For hundreds of years historians have known the plot was largely engineered
by Francesco de Pazzi, from a rival family of
bankers, with an assist from Pope Sixtus IV, who sought power for his nephew.
But by deciphering an encrypted letter that he
discovered in a private archive in Urbino, Marcello Simonetta, a professor of
Italian history and literature, shows that the
mercenary Federico da Montefeltro, duke of Urbino, orchestrated the coup.
Notably the duke has gone down through history as a humanist, without any
connection to the conspiracy.
Mr. Simonetta's findings have been published in The Archivo Storico Italiano,
the oldest Italian historical journal, and in his new
book, "The Secret Renaissance: The World of the Secretary From Petrarch to
Machiavelli" (Franco Angeli, 2004).
"This was a major plot in Renaissance history," Mr. Simonetta said in an
interview. "The fact that Lorenzo survived changed
Italian history. His son became Pope Leo X. The posthumous son of Giuliano
became Pope Clement VII. Federico da
Montefeltro was known as one of the most refined men of the Renaissance."
"It's very, very exciting," Mr. Simonetta said of his successful efforts to
crack the code of the three-page letter, sent by the duke
to his ambassadors in Rome two months before the coup attempt.

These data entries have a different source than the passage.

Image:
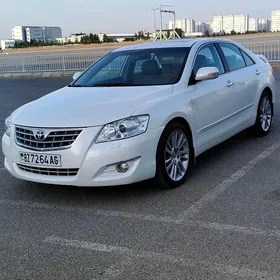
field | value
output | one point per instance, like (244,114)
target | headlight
(123,129)
(8,123)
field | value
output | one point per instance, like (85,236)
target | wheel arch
(269,91)
(185,123)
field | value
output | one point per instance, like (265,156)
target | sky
(117,16)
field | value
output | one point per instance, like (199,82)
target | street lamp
(155,21)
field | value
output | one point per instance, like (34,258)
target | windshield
(162,66)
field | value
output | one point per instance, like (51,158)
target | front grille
(49,171)
(51,140)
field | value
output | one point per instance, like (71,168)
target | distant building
(193,34)
(38,33)
(217,25)
(259,24)
(241,23)
(228,23)
(201,26)
(117,37)
(70,39)
(5,44)
(275,21)
(187,25)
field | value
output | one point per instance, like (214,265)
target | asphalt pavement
(222,224)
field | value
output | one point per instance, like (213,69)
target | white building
(275,21)
(179,23)
(38,33)
(201,26)
(217,24)
(5,44)
(228,23)
(259,24)
(187,25)
(241,23)
(117,37)
(190,26)
(71,39)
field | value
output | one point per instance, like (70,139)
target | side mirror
(77,75)
(207,73)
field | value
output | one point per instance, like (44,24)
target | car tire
(264,115)
(174,156)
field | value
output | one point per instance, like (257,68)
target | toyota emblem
(39,135)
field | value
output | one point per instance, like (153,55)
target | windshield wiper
(113,84)
(76,86)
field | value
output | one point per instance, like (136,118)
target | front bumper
(96,163)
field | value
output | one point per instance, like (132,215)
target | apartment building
(275,21)
(187,25)
(259,24)
(38,33)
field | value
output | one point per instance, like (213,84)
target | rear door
(214,101)
(245,78)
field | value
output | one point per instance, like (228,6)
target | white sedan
(141,112)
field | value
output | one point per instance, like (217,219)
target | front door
(245,75)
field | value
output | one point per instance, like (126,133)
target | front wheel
(173,156)
(264,115)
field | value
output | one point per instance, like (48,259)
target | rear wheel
(264,115)
(173,156)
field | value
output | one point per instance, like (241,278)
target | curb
(275,66)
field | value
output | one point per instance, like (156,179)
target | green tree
(207,33)
(179,32)
(106,39)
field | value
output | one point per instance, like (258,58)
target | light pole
(155,21)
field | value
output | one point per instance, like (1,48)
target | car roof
(172,43)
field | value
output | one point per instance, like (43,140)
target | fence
(82,60)
(270,49)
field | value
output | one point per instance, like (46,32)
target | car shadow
(143,189)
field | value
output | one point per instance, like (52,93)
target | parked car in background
(141,112)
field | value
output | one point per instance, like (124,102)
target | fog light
(122,167)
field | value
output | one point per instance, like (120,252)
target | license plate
(40,159)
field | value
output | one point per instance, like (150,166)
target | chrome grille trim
(55,139)
(49,171)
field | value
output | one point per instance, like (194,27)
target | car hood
(80,107)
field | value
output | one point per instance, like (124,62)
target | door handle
(230,83)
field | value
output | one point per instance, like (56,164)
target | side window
(233,56)
(113,70)
(139,63)
(247,59)
(208,56)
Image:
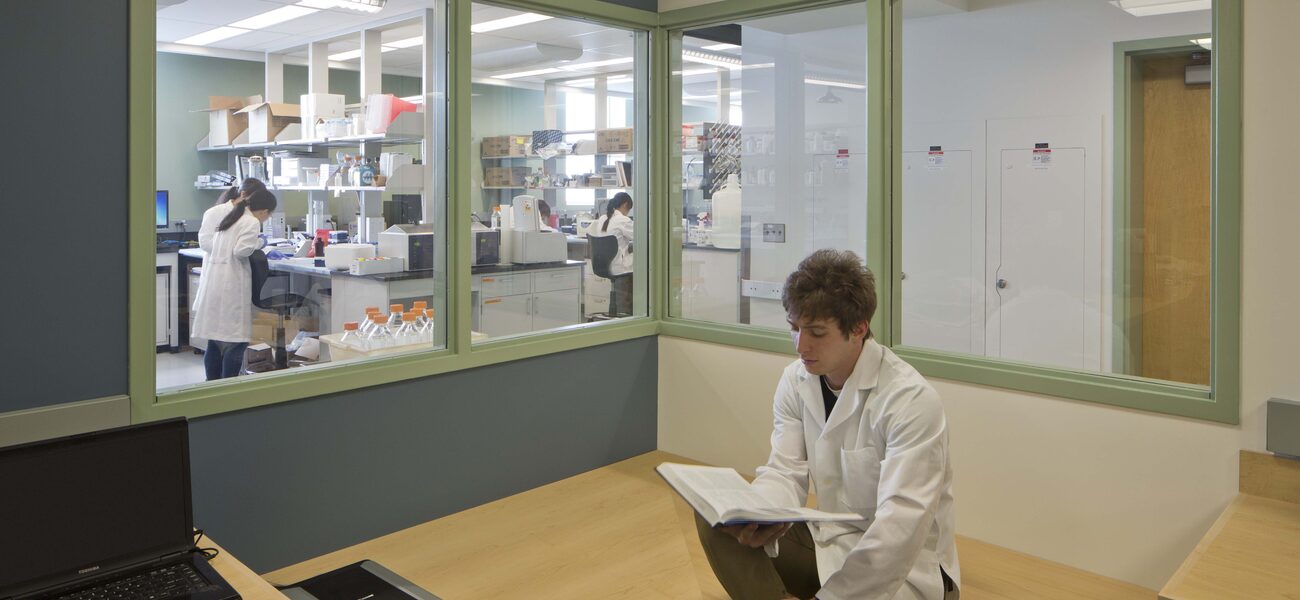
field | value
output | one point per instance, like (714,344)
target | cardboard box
(225,121)
(317,107)
(267,120)
(614,140)
(505,175)
(505,146)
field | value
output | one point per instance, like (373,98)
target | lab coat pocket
(861,472)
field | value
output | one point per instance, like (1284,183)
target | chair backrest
(265,286)
(603,250)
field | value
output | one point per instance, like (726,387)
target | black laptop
(103,516)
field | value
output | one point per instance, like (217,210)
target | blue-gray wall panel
(65,191)
(282,483)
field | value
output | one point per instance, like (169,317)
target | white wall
(1113,491)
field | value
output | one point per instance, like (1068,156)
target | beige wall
(1114,491)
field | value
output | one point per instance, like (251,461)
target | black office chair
(271,292)
(603,250)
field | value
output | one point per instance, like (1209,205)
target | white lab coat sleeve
(785,477)
(623,227)
(208,227)
(247,240)
(911,483)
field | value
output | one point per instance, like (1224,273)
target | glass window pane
(554,125)
(774,140)
(338,177)
(1054,211)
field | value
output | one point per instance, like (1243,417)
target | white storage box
(341,256)
(316,107)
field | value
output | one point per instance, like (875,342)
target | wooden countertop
(243,579)
(1251,552)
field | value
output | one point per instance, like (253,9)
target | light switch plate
(774,233)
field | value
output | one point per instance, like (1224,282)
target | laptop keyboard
(161,583)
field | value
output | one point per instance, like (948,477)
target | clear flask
(394,317)
(352,337)
(380,335)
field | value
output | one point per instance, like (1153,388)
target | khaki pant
(749,574)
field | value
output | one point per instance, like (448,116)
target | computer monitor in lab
(160,209)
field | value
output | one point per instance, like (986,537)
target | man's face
(824,348)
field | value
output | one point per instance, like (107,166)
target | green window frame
(884,244)
(884,25)
(147,404)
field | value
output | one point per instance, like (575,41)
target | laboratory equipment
(412,243)
(342,256)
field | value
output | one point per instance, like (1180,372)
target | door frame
(1127,285)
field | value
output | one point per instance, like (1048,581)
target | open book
(724,498)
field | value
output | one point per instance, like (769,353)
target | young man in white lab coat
(867,433)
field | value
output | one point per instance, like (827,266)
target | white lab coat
(211,220)
(222,308)
(883,455)
(620,227)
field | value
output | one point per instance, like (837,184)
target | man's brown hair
(831,285)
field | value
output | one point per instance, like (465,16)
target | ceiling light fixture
(593,65)
(360,5)
(212,37)
(507,22)
(1147,8)
(273,17)
(406,43)
(356,53)
(715,60)
(515,75)
(830,83)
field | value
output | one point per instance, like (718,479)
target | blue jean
(224,359)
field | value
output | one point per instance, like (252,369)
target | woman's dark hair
(258,200)
(615,203)
(229,194)
(251,185)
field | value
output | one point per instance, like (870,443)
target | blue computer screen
(160,209)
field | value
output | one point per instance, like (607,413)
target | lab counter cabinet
(519,299)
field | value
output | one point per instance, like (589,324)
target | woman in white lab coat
(222,308)
(616,222)
(229,199)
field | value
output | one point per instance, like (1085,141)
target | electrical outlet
(774,233)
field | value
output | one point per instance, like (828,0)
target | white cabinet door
(163,312)
(941,282)
(1040,283)
(506,316)
(557,309)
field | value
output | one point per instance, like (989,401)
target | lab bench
(518,299)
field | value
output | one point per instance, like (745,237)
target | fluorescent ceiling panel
(593,65)
(515,75)
(212,37)
(352,55)
(1147,8)
(507,22)
(826,82)
(406,43)
(273,17)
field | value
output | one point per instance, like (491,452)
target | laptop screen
(82,505)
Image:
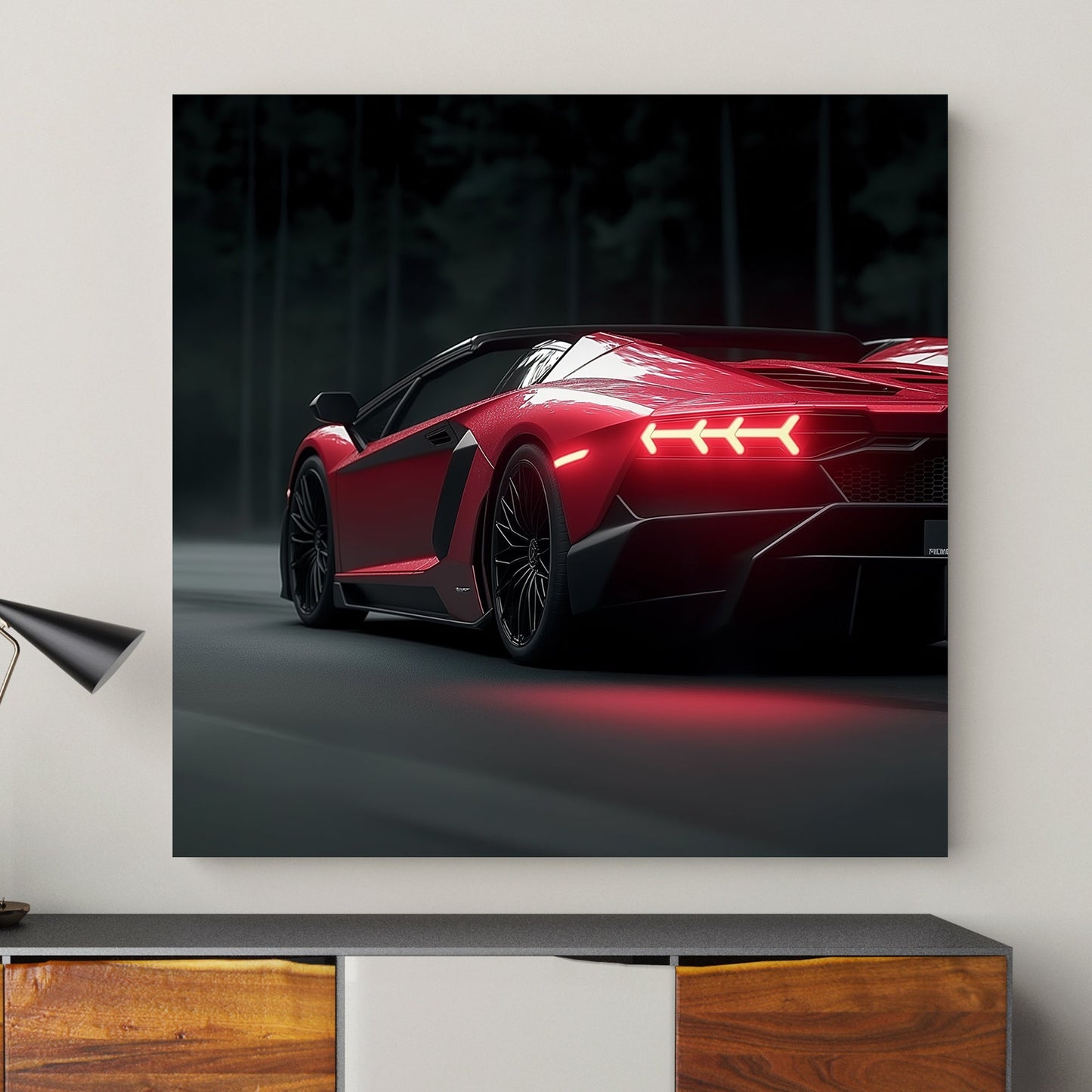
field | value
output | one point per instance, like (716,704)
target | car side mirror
(336,407)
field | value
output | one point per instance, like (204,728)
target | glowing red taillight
(571,458)
(734,434)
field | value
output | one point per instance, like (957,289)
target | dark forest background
(338,243)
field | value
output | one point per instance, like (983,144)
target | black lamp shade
(88,650)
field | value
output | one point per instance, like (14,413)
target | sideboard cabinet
(566,1003)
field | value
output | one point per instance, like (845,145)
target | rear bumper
(843,569)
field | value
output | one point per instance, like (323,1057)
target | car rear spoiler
(815,344)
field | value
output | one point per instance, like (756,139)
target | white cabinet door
(473,1023)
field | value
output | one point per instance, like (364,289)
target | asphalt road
(398,738)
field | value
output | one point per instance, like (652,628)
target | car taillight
(741,434)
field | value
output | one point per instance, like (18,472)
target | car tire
(529,546)
(311,546)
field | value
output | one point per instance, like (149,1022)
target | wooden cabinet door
(172,1025)
(863,1025)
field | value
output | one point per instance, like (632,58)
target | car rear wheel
(311,546)
(529,549)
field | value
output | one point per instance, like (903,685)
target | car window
(373,425)
(456,385)
(532,367)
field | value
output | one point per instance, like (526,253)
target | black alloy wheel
(529,546)
(311,546)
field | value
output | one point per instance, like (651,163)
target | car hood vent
(814,380)
(895,373)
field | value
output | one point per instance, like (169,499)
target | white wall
(85,424)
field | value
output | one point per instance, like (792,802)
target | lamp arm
(5,633)
(4,686)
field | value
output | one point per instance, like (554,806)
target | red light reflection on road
(682,707)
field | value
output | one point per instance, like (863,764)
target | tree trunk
(572,224)
(356,238)
(824,227)
(275,462)
(247,362)
(729,224)
(393,258)
(659,272)
(529,252)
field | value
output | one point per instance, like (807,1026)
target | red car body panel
(387,497)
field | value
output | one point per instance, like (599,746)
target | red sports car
(677,478)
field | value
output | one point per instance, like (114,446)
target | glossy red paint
(614,389)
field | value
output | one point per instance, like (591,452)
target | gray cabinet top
(604,935)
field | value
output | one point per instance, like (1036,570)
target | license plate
(936,539)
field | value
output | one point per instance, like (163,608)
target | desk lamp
(88,650)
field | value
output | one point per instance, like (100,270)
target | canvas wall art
(561,475)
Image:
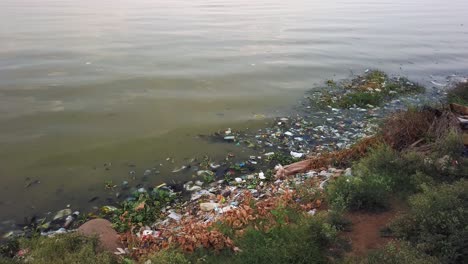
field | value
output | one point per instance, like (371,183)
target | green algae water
(91,90)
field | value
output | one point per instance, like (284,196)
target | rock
(62,214)
(226,193)
(199,183)
(108,237)
(175,216)
(261,176)
(460,109)
(348,172)
(208,207)
(193,188)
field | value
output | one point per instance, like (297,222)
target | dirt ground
(365,234)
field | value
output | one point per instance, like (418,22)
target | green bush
(169,256)
(368,193)
(459,94)
(406,171)
(307,241)
(66,249)
(129,214)
(437,222)
(451,144)
(401,253)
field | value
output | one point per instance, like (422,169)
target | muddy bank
(318,125)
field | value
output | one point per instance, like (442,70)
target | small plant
(459,94)
(145,210)
(401,253)
(437,222)
(368,193)
(109,185)
(168,256)
(67,248)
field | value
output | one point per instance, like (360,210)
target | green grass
(437,222)
(66,249)
(370,193)
(398,253)
(307,241)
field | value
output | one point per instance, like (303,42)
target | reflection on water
(87,82)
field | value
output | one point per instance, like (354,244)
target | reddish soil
(365,234)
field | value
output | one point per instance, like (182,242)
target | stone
(62,214)
(102,228)
(348,172)
(460,109)
(208,207)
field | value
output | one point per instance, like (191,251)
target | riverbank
(236,206)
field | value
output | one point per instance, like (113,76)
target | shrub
(401,253)
(451,144)
(67,248)
(306,242)
(437,222)
(368,193)
(144,210)
(169,256)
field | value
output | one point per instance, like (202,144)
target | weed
(437,222)
(67,248)
(401,253)
(459,94)
(142,211)
(168,256)
(368,193)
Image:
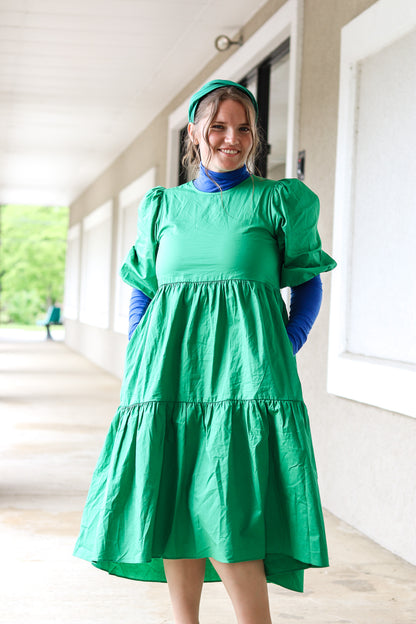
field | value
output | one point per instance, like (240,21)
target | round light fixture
(223,43)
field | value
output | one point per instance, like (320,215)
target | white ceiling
(80,79)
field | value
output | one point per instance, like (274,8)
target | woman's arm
(138,306)
(305,303)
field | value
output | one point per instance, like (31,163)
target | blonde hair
(211,103)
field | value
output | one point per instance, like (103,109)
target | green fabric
(211,86)
(210,452)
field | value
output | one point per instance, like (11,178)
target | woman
(208,470)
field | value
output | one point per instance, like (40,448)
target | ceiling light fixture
(223,43)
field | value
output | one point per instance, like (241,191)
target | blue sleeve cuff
(305,303)
(138,306)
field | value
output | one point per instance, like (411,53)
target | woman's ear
(192,133)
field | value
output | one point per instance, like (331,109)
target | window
(372,355)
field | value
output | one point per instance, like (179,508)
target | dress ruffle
(233,480)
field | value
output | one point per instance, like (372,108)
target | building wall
(365,455)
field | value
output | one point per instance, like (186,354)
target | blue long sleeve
(305,303)
(138,306)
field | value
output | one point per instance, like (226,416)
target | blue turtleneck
(305,299)
(224,180)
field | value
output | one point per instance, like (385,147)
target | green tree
(32,260)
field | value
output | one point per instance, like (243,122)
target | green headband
(211,86)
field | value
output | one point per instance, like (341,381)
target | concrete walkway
(55,410)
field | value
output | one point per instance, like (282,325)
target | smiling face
(228,139)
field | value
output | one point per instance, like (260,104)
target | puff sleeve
(139,268)
(302,257)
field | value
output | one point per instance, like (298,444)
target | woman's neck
(216,181)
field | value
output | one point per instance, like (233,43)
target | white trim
(72,273)
(101,317)
(383,383)
(97,216)
(138,188)
(286,22)
(133,193)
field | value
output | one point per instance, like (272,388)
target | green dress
(210,452)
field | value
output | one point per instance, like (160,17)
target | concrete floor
(55,410)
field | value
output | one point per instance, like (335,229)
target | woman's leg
(185,579)
(246,585)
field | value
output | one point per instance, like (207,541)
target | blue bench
(53,317)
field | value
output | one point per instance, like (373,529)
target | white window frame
(134,192)
(286,22)
(383,383)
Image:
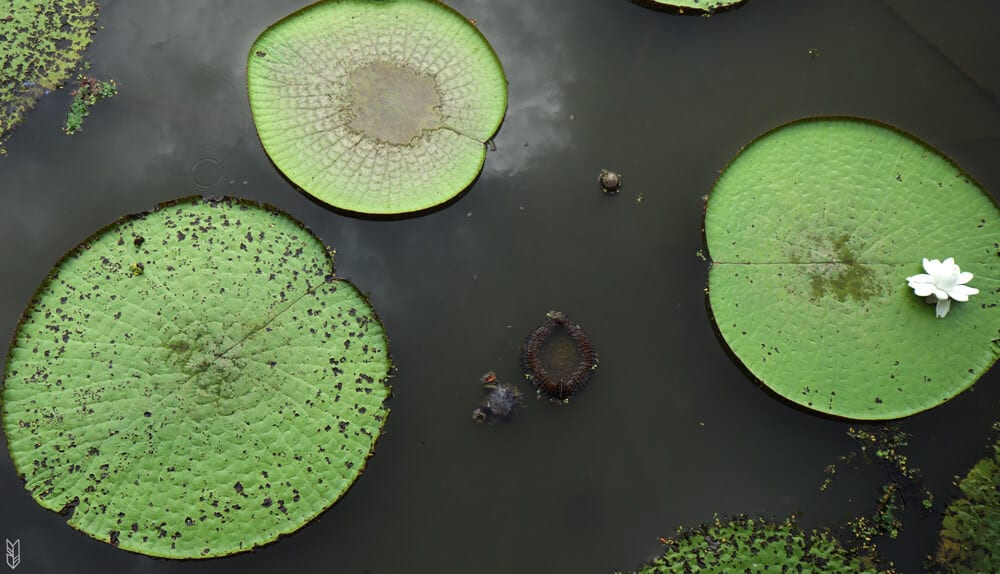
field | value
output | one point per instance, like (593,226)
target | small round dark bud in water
(500,402)
(610,181)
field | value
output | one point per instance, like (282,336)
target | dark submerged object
(538,358)
(610,181)
(500,402)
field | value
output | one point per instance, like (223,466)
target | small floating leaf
(376,106)
(813,230)
(42,42)
(754,545)
(194,381)
(970,530)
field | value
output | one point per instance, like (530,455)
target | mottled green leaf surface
(41,42)
(970,530)
(812,231)
(376,106)
(195,381)
(754,545)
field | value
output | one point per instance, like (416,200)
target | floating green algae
(88,92)
(755,545)
(43,42)
(195,381)
(823,220)
(376,106)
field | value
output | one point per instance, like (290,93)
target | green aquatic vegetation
(43,42)
(970,530)
(824,220)
(756,545)
(195,381)
(376,106)
(699,6)
(89,91)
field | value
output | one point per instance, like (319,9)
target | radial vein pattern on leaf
(379,107)
(195,381)
(823,220)
(42,42)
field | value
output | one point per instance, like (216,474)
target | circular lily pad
(43,40)
(194,381)
(755,545)
(813,230)
(376,107)
(970,529)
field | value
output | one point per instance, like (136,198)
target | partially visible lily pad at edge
(970,529)
(812,231)
(376,106)
(195,381)
(43,41)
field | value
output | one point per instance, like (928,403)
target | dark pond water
(670,430)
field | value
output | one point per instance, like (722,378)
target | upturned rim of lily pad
(329,253)
(454,170)
(903,289)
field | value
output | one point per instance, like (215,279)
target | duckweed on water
(89,91)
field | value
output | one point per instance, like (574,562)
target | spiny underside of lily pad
(195,381)
(556,372)
(43,41)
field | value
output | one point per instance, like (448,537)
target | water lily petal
(931,265)
(962,292)
(942,308)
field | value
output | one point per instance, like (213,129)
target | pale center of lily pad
(393,104)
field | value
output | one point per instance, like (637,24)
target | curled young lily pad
(195,381)
(43,40)
(813,230)
(755,545)
(376,106)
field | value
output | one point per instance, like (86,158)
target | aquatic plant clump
(825,220)
(376,106)
(194,381)
(43,41)
(970,530)
(755,545)
(558,371)
(88,92)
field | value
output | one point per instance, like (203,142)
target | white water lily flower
(943,282)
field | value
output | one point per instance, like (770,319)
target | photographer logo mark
(13,553)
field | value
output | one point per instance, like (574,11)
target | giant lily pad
(42,42)
(376,106)
(194,381)
(970,530)
(813,230)
(755,545)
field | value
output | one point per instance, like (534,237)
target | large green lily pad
(376,106)
(813,229)
(970,530)
(194,381)
(699,6)
(42,41)
(755,545)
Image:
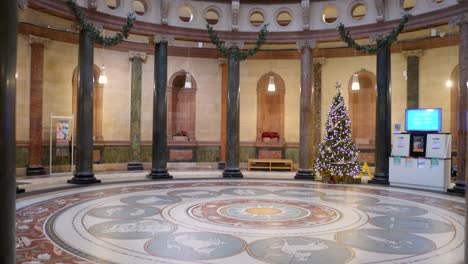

The letter, Mr. Simonetta said, unveils the duke's personal insistence on
getting rid of the Medici brothers, discusses his military
contribution to the plot (550 soldiers and 50 knights) and expresses
gratitude for the pope's gift to the duke's son Guidubaldo, a
golden chain that represented legitimization of the Montefeltro dynasty under
papal jurisdiction.
Mr. Simonetta's discovery is highly significant to Renaissance scholars, said
Melissa M. Bullard, a professor of history at the
University of North Carolina at Chapel Hill. Mercenary captains like
Montefeltro, she said, always posed a threat to the state or
ruler who hired them, at at time of constant jockeying for position among
Italian city-states.
"Had the Pazzi taken over, the course of Florentine history and the course of
northern Italy would have been altered," said
Ronald Witt, a professor of history at Duke University. "There probably would
have been much greater instability. The fact that
the Medici stayed meant there was continuity in the leadership."